Following the announcement last Friday of the funding body’s final – and in some cases controversial – subsidy decisions for arts organisations for the next three years, ACE has revealed it is planning a thorough, state of the industry report into theatre that will inform its funding of the art form at the spending review in 2011.
Barbara Matthews, ACE director of theatre strategy, told The Stage: “It seems to me that since the Theatre Review it has only been five or six years, but during that time, demographically, economically and in terms of the art form we’re in a different world. There have been huge success stories over the last few years in terms of bringing other money into the arts regionally – Regional Development Agencies and all sorts of other sources – which makes it a very complex world for our arts organisations to operate in. The extra money comes at a price. It’s something that we need to understand better.
“We’ll be looking at where we’ve achieved what we set out to do following the Theatre Review and whether there are any commonalities, and where we haven’t achieved it, can we work out why it has gone wrong? Then, going forward, we’ll look at what we can do better.”
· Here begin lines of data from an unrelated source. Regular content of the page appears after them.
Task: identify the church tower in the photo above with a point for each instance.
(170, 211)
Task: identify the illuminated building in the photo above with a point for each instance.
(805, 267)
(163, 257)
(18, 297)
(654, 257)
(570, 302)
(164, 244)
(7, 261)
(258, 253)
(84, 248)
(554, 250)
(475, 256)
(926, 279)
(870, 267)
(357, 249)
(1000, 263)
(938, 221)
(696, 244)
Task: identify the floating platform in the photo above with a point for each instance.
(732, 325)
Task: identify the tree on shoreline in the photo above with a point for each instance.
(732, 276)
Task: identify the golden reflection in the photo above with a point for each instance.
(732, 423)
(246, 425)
According to Matthews, she suggested the assessment soon after she joined the arts council last year. The project will look at the impact of the extra £25 million invested into producing theatre following the Theatre Review and will consider why certain building-based companies – such as Bristol Old Vic and Derby Playhouse – have struggled over the past few years. Meanwhile, Matthews will also make it a priority to re-establish a strategic overview for touring work.
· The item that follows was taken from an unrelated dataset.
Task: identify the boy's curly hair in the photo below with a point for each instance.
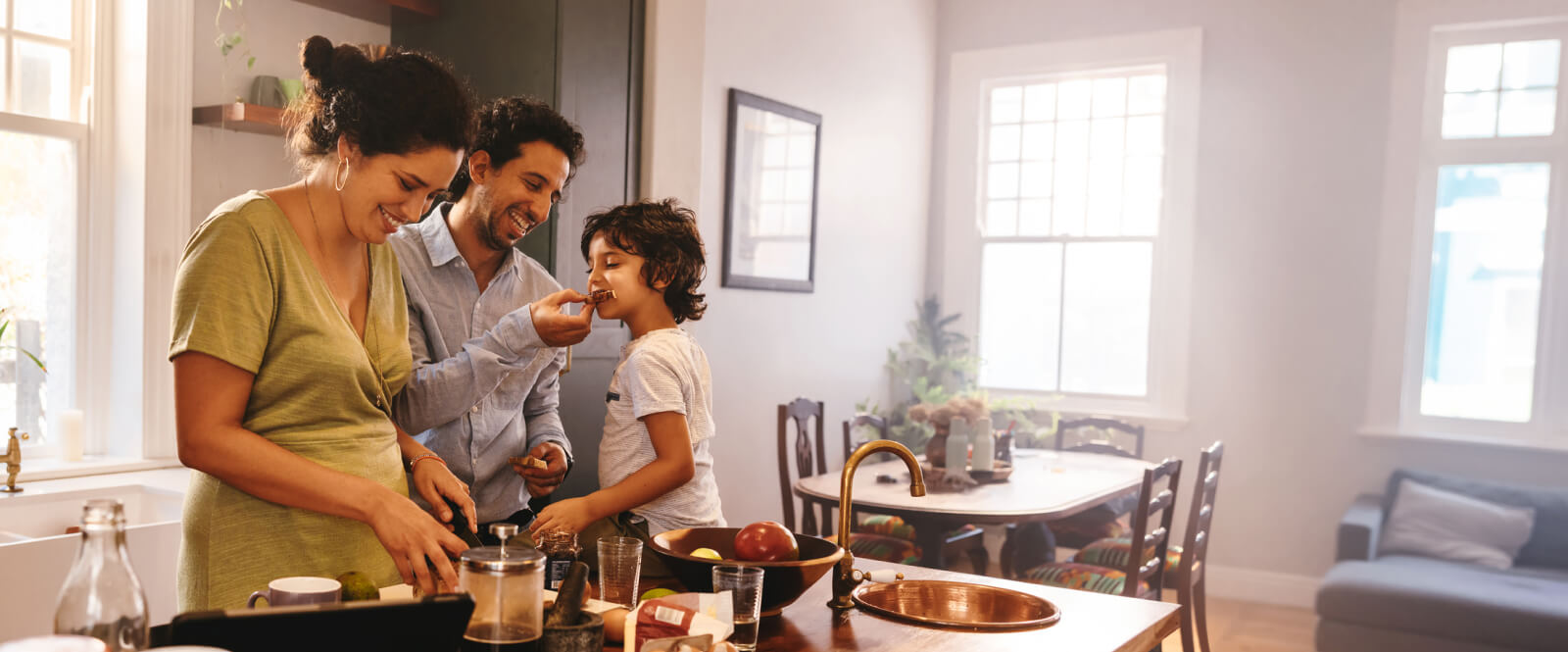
(665, 235)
“I went to Peter [Hewitt - then ACE chief executive] and the executive board and said, ‘Look, I want to do this, because I want to be in a better position next time round to be really able to argue the case for the art form and to know what to do’. But I have to say they were very happy to let me do the assessment,” she explained.
From now until the end of the financial year, ACE will look at all the figures relating to the theatre industry to gain an overall statistical impression of the state of the sector, before “going out and talking to people”. An outside person or organisation – fulfilling the role Boyden undertook last time – will be brought on board to oversee the process, although Matthews stressed she will be heavily involved.
“I hope that when we look at it, we will find that just as much theatre is being made,” Matthews added. “In fact, I am quite sure it will be more, but it won’t necessarily be in the same places, or the ones people expected.
“We need to talk to artists more. Because you can sit here rather like in those Ministry of Defence rooms, pushing little models around tables, but actually you need to have room to respond and go, ‘Oh, I didn’t think of that’. If you involve artists, you suddenly find out that the table wasn’t a rectangle and you only thought you had a rectangle to play with.”